Jonnie started opening drawers. Some were stuck; others had their front tabs missing. But he finally found the drawers for "M." He began to go through the cards. He came to “Modern Military Science.”
"I’ve found something,” said Jonnie. “May I have a pen to write the numbers?”
Terl handed him a pen several sizes too big for Jonnie's hand and then gave him some folded sheets. Terl wandered off again. Jonnie wrote down the numbers of several books.
“I have to go over to the shelves now,” said Jonnie. And Terl paid out more line.
After a little while, and after a minor battle with a ladder that had sunk into and stuck to the floor, Jonnie got up to a higher shelf and raised the protective sheet. In a moment he was swiftly scanning through a section of a book headed Defense Systems of the United States.
“Anything about mountains?” said
Terl. Jonnie bent down and showed him a page entitled "MXI Anti-Nuclear
Silos.”
“Yep,” said Terl.
Jonnie handed him the book. “We better take this one. There's some more.”
In rapid order he fought the ladder along the shelves and took out another half-dozen books: Nuclear Physics, Congressional Hearings on Missile Installations, The Scandals of Nuclear Mismanagement, Nuclear Deterrent Strategy, Uranium – Hope or Hell, and Nuclear Waste and Pollution. There were more but he felt rushed, and the seven books were heavy for a man about to run.
“I don't see any pictures,” said Terl.
Jonnie quickly pushed the ladder along. He grabbed a book, Colorado,
Scenic Wonderland, glanced at it, and gave it to Terl.
“That's more like it, animal.” Terl was pleased with the gorgeous views of mountains, particularly since many were purple and the aging ink had turned bluish. “More like it.”

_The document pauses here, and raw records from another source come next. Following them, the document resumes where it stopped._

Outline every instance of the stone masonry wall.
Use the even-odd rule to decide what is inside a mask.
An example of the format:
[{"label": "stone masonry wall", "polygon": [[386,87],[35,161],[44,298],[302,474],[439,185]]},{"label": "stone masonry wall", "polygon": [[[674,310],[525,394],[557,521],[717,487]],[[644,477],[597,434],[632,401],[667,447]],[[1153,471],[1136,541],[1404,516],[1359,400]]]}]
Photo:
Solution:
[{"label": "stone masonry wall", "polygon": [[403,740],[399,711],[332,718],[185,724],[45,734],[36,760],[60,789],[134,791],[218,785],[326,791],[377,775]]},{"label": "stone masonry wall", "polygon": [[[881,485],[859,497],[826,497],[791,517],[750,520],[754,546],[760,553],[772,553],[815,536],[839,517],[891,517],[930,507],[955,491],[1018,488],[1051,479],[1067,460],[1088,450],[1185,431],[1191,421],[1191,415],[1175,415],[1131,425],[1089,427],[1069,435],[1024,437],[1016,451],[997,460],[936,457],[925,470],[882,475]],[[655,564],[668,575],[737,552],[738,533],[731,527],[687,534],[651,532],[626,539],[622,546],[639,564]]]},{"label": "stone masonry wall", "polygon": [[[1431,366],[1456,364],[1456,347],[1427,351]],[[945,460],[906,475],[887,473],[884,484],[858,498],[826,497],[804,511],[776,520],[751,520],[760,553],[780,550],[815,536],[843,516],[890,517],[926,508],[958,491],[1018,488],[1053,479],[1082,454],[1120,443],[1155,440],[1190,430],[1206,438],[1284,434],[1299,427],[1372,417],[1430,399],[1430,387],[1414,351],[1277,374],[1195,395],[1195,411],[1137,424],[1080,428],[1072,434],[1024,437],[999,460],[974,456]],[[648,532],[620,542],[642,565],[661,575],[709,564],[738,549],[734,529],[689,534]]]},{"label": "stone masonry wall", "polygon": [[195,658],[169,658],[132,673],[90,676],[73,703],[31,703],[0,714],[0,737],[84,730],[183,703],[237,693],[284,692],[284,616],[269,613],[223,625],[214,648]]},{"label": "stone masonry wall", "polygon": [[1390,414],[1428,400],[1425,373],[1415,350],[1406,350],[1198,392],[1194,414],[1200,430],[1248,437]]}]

Terl put the books in a sack. “Let's see if we can locate the relief map.” He gave the leash a yank that almost tumbled Jonnie off the ladder. But
Terl didn't lead the way to another floor right then. He wandered over to the door first and seemed to be listening. Then he came back and went up some stairs.
There was a relief map laid out on display, possibly not a permanent fixture. Terl knelt down and looked at it searchingly.
Jonnie, keyed up as he was, was made very uneasy by the colored relief map. It showed the nearby mountains very accurately by his estimation. The passes and Highpeak were plain. And there was the meadow of the village in plain sight. Of course the map had been made ages before there was a village. But still, there it was. It made Jonnie nervous. He knew the recon drone must have spotted it long since and that Terl undoubtedly had pictures of it.
There, also, was the long canyon, and
Jonnie knew he was looking at the location of what he had taken to be an ancient tomb. He looked as closely as he could without calling it to Terl's attention. No, there was no tomb or anything else marked at the head of that canyon. As a slight diversion, he traced out with his finger some of the letters: ROCKY MOUNTAINS, PIKE'S PEAK, MOUNT VAIL.